W gronie wyróżnionych znaleźli się dwaj poeci z Torunia, Marcin Jurzysta, autor znakomitego debiutu pt. Ciuciubabka, oraz Karol Graczyk, laureat wielu konkursów organizowanych w kraju. Jest posiadaczem Lubuskiego Wawrzynu Literackiego, prestiżowej nagrody przyznawanej w Zielonej Górze. Rafał Grabiec, Buntownik z Pionek jest po debiucie, ciekawy to poeta, nieprzebierający w słowach, odważny, ale przy tym nie pozbawiony dystansu do wszystkiego, o czym pisze, co go całkowicie rozgrzesza w myśl zasady, że należy dobierać języka w sposób racjonalny do przedmiotu opisu. Rafał Grabiec w tym sensie jest poetą zasługującym na uwagę. Karolina Kułakowska, poetka ze Śląska, uprawiająca malarstwo, jej debiut Puste muzea przywrócił mi wiarę w klasyczne wartości poezji przemycane obecnie przez wielu młodych poetów. Przemycane, ponieważ jeszcze pokutuje przekonanie o konieczności poezjowania adekwatnie do czasu, w którym żyjemy, Kułakowska sprytnie zaprzęgła erotyki do przedstawienia swojego lirycznego credo w debiutanckim tomiku. I to jej się udało, ponieważ zarówno ekfrazy, jak i kreacje nowego świata przekonały kapitułę konkursu im. Kazimiery Iłłakowiczówny do tego stopnia, że zdobyła to bardzo prestiżowe wyróżnienie.
Kacper Płusa, poeta z Pabianic, poeta, który lubi przejeżdżać pociągami przez rzeki, hippis dwudziestego pierwszego wieku, kontynuator tradycji młodzieńczego protestu, poeta wyróżniający się znakomitą własną dykcją, przysłał na konkurs prozę poetycką. Jego spojrzenie na rzeczywistość znakomicie oddają frazy: przejeżdżają pociągi nabrzmiałe od włóczęgów, wyobraźnia czytelnika rozgrzewa się jak szyny, iskrzy nad papierem sekwencją wydarzeń. Czytając takie frazy czytelnik zadaje sobie pytanie - skąd w młodym człowieku tyle dojrzałości zda się empirycznej, a przecież Płusa ma zaledwie dwadzieścia dwa lata. Dojrzała młodość dokumentowana w wierszach, które niekiedy powalają czytelnika na kolana: gdzie nie ma kościołów zwierzęta złożone z parującego mięsa sierści i piór udają dzwon. Przyszłość Płusy-poety jest bardzo rokująca.

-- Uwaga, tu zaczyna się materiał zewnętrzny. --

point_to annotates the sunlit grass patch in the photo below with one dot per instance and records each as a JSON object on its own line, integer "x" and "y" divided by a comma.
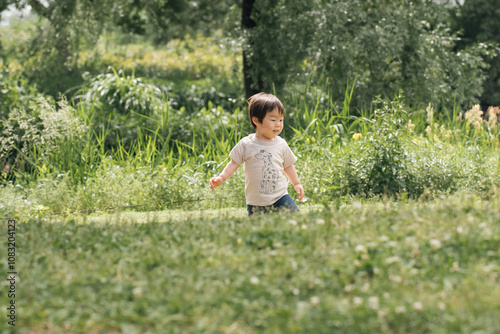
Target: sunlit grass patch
{"x": 364, "y": 267}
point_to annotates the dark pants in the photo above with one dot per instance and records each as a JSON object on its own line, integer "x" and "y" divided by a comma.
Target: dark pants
{"x": 285, "y": 202}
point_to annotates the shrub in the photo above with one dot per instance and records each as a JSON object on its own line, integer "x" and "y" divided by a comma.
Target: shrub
{"x": 43, "y": 136}
{"x": 121, "y": 106}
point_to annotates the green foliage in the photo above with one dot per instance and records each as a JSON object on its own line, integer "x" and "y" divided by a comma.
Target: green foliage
{"x": 398, "y": 45}
{"x": 14, "y": 93}
{"x": 476, "y": 22}
{"x": 377, "y": 163}
{"x": 43, "y": 138}
{"x": 365, "y": 267}
{"x": 121, "y": 106}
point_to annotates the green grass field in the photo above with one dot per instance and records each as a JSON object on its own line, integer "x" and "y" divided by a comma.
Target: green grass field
{"x": 371, "y": 267}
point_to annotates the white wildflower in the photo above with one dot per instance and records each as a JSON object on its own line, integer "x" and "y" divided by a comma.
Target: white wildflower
{"x": 254, "y": 280}
{"x": 435, "y": 243}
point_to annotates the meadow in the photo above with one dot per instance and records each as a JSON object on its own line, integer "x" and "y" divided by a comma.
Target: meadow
{"x": 118, "y": 231}
{"x": 375, "y": 266}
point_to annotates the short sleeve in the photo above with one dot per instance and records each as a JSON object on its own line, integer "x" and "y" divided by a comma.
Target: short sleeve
{"x": 288, "y": 157}
{"x": 238, "y": 153}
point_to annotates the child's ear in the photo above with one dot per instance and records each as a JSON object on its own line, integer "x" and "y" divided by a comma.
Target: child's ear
{"x": 255, "y": 120}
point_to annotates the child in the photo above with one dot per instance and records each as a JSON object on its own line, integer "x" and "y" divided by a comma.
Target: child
{"x": 265, "y": 156}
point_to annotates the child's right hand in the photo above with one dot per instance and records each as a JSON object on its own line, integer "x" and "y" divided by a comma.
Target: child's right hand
{"x": 215, "y": 182}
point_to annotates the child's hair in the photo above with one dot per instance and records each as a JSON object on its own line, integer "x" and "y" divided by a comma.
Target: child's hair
{"x": 260, "y": 104}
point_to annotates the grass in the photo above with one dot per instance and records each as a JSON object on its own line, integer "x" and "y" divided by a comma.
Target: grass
{"x": 372, "y": 266}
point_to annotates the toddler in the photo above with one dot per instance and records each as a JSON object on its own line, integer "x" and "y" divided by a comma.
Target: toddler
{"x": 266, "y": 157}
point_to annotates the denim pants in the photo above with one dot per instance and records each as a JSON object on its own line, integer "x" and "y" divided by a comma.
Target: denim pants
{"x": 285, "y": 202}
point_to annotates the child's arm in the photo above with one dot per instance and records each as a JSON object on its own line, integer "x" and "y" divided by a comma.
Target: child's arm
{"x": 231, "y": 167}
{"x": 291, "y": 173}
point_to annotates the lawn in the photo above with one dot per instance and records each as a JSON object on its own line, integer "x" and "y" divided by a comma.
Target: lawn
{"x": 361, "y": 267}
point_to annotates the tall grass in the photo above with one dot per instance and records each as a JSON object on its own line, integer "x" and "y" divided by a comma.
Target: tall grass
{"x": 389, "y": 151}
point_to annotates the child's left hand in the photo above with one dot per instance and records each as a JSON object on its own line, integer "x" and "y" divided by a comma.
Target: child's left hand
{"x": 300, "y": 191}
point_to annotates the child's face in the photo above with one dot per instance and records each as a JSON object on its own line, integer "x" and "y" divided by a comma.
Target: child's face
{"x": 271, "y": 125}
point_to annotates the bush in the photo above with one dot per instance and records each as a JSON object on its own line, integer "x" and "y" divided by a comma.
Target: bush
{"x": 120, "y": 106}
{"x": 42, "y": 137}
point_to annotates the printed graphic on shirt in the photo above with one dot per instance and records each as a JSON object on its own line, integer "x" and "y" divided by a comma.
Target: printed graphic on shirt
{"x": 270, "y": 175}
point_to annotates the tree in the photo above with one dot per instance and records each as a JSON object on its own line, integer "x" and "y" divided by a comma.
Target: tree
{"x": 276, "y": 36}
{"x": 477, "y": 21}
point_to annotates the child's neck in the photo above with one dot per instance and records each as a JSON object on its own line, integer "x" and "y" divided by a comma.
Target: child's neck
{"x": 260, "y": 137}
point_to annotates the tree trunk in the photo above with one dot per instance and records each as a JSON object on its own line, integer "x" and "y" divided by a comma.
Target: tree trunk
{"x": 248, "y": 23}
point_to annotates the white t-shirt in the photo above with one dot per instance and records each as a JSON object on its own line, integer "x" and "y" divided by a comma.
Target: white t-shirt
{"x": 264, "y": 164}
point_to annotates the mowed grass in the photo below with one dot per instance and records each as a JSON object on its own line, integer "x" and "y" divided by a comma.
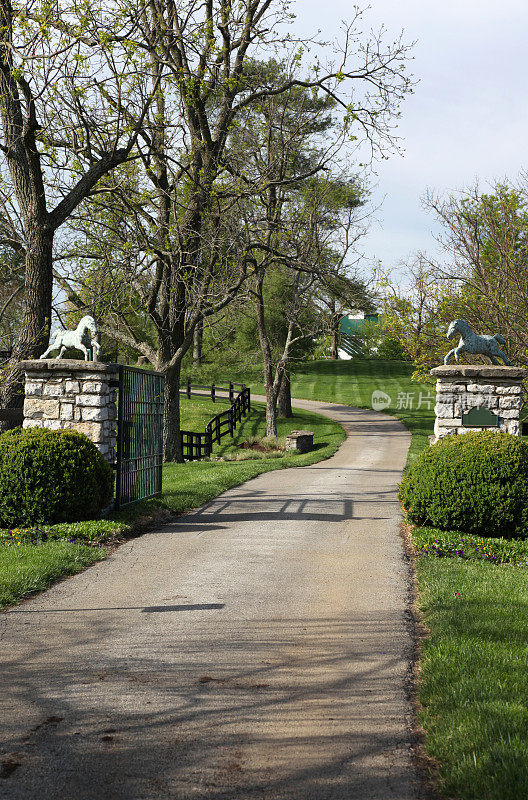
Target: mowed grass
{"x": 353, "y": 383}
{"x": 196, "y": 412}
{"x": 26, "y": 568}
{"x": 474, "y": 680}
{"x": 190, "y": 485}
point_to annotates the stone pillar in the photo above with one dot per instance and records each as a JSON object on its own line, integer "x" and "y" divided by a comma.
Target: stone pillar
{"x": 73, "y": 395}
{"x": 495, "y": 391}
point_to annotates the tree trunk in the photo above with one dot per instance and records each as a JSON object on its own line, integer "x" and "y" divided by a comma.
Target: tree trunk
{"x": 34, "y": 335}
{"x": 197, "y": 343}
{"x": 335, "y": 333}
{"x": 284, "y": 408}
{"x": 172, "y": 449}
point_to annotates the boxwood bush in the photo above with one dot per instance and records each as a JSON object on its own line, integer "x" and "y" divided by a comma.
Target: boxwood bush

Obok Seweryna Górczaka i Szymona Jakucia Domagały, to najwybitniejsza postać najmłodszej generacji poetów. Laureat nagrody im. Kazimiery Iłłakowiczówny w Poznaniu 2012 r.

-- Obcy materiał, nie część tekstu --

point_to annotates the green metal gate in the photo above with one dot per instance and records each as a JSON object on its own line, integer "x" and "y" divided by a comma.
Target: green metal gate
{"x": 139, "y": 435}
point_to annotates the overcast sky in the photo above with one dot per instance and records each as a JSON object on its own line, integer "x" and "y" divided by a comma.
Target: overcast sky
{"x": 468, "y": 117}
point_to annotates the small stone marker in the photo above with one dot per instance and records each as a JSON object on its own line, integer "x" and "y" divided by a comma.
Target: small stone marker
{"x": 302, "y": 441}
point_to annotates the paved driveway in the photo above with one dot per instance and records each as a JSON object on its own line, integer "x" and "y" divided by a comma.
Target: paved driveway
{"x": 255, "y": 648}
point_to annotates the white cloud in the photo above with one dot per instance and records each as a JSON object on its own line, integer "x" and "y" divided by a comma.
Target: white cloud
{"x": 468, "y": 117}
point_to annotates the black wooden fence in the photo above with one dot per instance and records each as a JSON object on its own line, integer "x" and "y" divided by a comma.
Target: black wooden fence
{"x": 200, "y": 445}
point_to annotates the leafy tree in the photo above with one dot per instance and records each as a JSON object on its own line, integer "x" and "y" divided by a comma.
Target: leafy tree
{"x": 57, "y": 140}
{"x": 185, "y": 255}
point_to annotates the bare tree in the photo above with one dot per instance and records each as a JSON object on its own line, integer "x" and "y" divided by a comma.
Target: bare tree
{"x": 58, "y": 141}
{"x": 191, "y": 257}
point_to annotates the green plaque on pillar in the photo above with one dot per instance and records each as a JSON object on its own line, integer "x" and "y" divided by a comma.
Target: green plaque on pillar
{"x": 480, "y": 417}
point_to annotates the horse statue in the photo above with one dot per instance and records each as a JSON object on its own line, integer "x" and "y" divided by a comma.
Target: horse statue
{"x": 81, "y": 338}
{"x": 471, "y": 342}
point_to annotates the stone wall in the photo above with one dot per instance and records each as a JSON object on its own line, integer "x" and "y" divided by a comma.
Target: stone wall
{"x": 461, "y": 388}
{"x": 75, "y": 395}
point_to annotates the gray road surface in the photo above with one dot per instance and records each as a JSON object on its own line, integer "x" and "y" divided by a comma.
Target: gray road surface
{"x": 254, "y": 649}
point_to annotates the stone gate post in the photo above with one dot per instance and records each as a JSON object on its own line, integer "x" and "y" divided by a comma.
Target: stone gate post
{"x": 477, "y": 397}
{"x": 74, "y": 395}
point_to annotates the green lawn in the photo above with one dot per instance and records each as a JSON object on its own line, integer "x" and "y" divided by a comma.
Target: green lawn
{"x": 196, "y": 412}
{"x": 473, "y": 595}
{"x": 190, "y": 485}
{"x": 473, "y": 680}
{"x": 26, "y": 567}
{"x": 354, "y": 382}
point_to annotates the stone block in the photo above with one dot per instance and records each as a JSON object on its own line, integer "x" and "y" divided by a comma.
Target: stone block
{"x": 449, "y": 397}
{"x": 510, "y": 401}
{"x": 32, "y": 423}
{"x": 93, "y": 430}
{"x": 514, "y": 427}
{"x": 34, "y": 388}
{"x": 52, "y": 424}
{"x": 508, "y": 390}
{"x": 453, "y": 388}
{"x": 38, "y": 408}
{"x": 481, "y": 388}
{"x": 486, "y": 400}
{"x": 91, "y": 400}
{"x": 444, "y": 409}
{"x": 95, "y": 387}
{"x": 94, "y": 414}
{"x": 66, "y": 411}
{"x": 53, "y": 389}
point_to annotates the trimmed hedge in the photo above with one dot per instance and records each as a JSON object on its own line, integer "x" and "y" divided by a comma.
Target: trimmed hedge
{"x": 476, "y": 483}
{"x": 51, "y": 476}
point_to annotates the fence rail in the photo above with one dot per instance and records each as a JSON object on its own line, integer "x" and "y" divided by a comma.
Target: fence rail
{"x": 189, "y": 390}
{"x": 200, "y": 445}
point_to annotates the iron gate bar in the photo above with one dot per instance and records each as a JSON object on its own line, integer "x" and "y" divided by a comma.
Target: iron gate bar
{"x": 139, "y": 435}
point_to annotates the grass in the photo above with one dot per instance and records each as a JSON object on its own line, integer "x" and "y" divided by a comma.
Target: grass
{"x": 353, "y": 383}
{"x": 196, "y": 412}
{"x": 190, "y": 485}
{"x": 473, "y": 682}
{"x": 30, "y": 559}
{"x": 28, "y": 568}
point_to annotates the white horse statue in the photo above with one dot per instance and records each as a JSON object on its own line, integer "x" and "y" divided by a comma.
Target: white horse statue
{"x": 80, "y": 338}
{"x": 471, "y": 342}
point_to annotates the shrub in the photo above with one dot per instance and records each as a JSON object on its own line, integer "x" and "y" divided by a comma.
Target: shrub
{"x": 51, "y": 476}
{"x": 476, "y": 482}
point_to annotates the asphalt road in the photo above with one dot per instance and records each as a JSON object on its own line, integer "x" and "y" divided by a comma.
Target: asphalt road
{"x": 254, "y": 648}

Piotr Jemioło, poeta z Niwisk koło Rzeszowa, od dwóch lat demonstruje swoją obecność w środowisku literackim. Laureat wielu konkursów poetyckich, duży talent przed debiutem. Pochodzi z Mielca, gdzie ukończył szkołę średnią, studiuje na kierunku krytyka literacka na Wydziale Filologii Uniwersytetu Jagiellońskiego. Z wyróżnień, jakie otrzymał to – nagroda główna w Ogólnopolskim Konkursie Poetyckim im. Haliny Poświatowskiej w Częstochowie w latach 2010 i 2011, trzecie miejsce w Ogólnopolskim Konkursie Poetyckim im. Kazimierza Ratonia (Olkusz 2011) oraz wyróżnienie w Ogólnopolskim Konkursie Poetyckim im. Zbigniewa Herberta. Pisze poezję opartą na języku jako tworzywie zaliczaną do nowomowy (mini-nurt), w którym dominują tacy poeci jak Kamil Brewiński i Maciej Taranek, przy czym każdy z nich wyodrębnia się własną dykcją poetycką, Jemioło dorzuca w swoich tekstach, bardzo ostrożnie, elementy klasyki, co dodaje jego utworom lirycznego błysku.

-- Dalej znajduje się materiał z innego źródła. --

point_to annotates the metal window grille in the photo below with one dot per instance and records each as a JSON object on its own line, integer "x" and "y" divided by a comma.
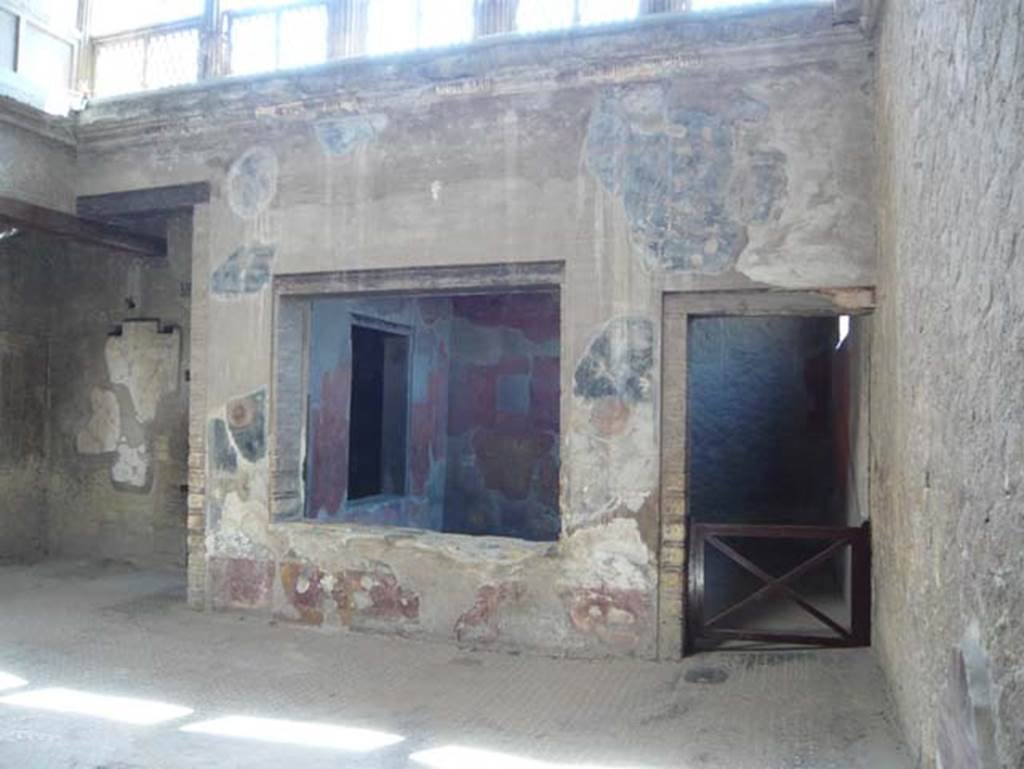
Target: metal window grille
{"x": 255, "y": 36}
{"x": 159, "y": 57}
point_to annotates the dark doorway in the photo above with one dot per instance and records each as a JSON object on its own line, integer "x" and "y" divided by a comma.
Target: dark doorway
{"x": 774, "y": 554}
{"x": 379, "y": 413}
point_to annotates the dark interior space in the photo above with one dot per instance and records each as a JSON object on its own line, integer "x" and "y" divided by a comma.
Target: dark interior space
{"x": 764, "y": 412}
{"x": 437, "y": 413}
{"x": 378, "y": 413}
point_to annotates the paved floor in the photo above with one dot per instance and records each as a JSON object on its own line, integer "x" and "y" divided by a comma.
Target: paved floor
{"x": 109, "y": 630}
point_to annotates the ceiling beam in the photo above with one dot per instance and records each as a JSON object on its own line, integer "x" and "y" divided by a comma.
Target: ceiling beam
{"x": 24, "y": 215}
{"x": 155, "y": 200}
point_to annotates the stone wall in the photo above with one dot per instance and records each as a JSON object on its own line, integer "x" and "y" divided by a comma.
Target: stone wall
{"x": 705, "y": 153}
{"x": 946, "y": 389}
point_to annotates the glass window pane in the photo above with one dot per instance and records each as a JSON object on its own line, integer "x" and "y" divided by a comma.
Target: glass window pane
{"x": 45, "y": 59}
{"x": 391, "y": 26}
{"x": 8, "y": 39}
{"x": 713, "y": 4}
{"x": 172, "y": 59}
{"x": 248, "y": 4}
{"x": 120, "y": 67}
{"x": 540, "y": 15}
{"x": 303, "y": 37}
{"x": 605, "y": 11}
{"x": 118, "y": 15}
{"x": 445, "y": 23}
{"x": 254, "y": 44}
{"x": 61, "y": 14}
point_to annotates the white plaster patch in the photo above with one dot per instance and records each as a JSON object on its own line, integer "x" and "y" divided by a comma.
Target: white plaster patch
{"x": 597, "y": 494}
{"x": 100, "y": 433}
{"x": 612, "y": 555}
{"x": 145, "y": 361}
{"x": 132, "y": 466}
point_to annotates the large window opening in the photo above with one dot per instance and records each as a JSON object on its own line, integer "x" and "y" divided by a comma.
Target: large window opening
{"x": 428, "y": 412}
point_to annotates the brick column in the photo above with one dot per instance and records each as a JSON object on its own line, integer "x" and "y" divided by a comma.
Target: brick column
{"x": 198, "y": 597}
{"x": 494, "y": 16}
{"x": 649, "y": 7}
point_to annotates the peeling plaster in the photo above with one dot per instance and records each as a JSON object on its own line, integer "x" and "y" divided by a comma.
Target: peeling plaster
{"x": 613, "y": 424}
{"x": 246, "y": 271}
{"x": 132, "y": 466}
{"x": 344, "y": 135}
{"x": 145, "y": 360}
{"x": 252, "y": 182}
{"x": 100, "y": 433}
{"x": 688, "y": 184}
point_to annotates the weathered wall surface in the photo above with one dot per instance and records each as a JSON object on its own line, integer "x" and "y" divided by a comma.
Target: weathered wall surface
{"x": 503, "y": 430}
{"x": 119, "y": 402}
{"x": 712, "y": 153}
{"x": 93, "y": 447}
{"x": 428, "y": 319}
{"x": 24, "y": 357}
{"x": 946, "y": 392}
{"x": 34, "y": 167}
{"x": 37, "y": 168}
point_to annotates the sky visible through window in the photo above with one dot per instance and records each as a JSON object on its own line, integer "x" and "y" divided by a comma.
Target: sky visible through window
{"x": 289, "y": 37}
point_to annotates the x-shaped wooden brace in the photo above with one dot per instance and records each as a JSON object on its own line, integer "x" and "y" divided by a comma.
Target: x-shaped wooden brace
{"x": 779, "y": 585}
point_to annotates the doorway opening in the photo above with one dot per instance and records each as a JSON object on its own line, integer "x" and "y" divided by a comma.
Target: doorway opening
{"x": 778, "y": 546}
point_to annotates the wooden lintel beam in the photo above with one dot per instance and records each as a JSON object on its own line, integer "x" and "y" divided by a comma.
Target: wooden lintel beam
{"x": 133, "y": 202}
{"x": 28, "y": 216}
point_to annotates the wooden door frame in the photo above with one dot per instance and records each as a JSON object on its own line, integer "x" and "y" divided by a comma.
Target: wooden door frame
{"x": 677, "y": 309}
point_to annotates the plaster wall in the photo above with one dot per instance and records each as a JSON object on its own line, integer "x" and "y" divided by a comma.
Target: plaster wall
{"x": 119, "y": 403}
{"x": 732, "y": 152}
{"x": 946, "y": 389}
{"x": 34, "y": 167}
{"x": 37, "y": 169}
{"x": 93, "y": 452}
{"x": 503, "y": 430}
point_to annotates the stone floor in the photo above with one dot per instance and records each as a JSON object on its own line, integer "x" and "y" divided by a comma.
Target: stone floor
{"x": 111, "y": 630}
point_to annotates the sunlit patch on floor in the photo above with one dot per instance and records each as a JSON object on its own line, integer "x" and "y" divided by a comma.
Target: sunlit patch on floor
{"x": 8, "y": 681}
{"x": 459, "y": 757}
{"x": 125, "y": 710}
{"x": 296, "y": 732}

Ostrołęcki Konkurs Literacki im. Dionizego Maliszewskiego ma już swoją historię. Patronat współtwórcy grupy „Narew”, zmarłego 22 sierpnia 1988 poety, autora Ballad i grotesek oraz Czarnych niezapominajek zobowiązuje do eksploracji tych terenów dzisiejszej twórczości literackiej, które wciąż nie zyskały pełni artykulacyjnej siły. W ciągu 22 edycji konkurs honorował poetów poszukujących swoich możliwości w obrębie poezji peryferii i prowincji, nie zaś centrów – dykcje rustykalne, idiomatyczne i osobne. Swoją kartę zapełnili w niej także młodzi ostrołęczanie. Pod tym względem nowa edycja niewiele odbiega od wcześniejszych. Zgodnie z dewizą konkursu, wersem z wiersza Maliszewskiego „…i chcę tej ziemi być wierny”, kryterium i warunkiem nagrody jest bowiem wierność – zarówno ta zazwyczaj prostsza wierność małej ojczyźnie, jak i ta niewerbalna, psychiczna, tj. po Conradowsku trudniejsza... wierność samemu sobie. Zwana wolnością.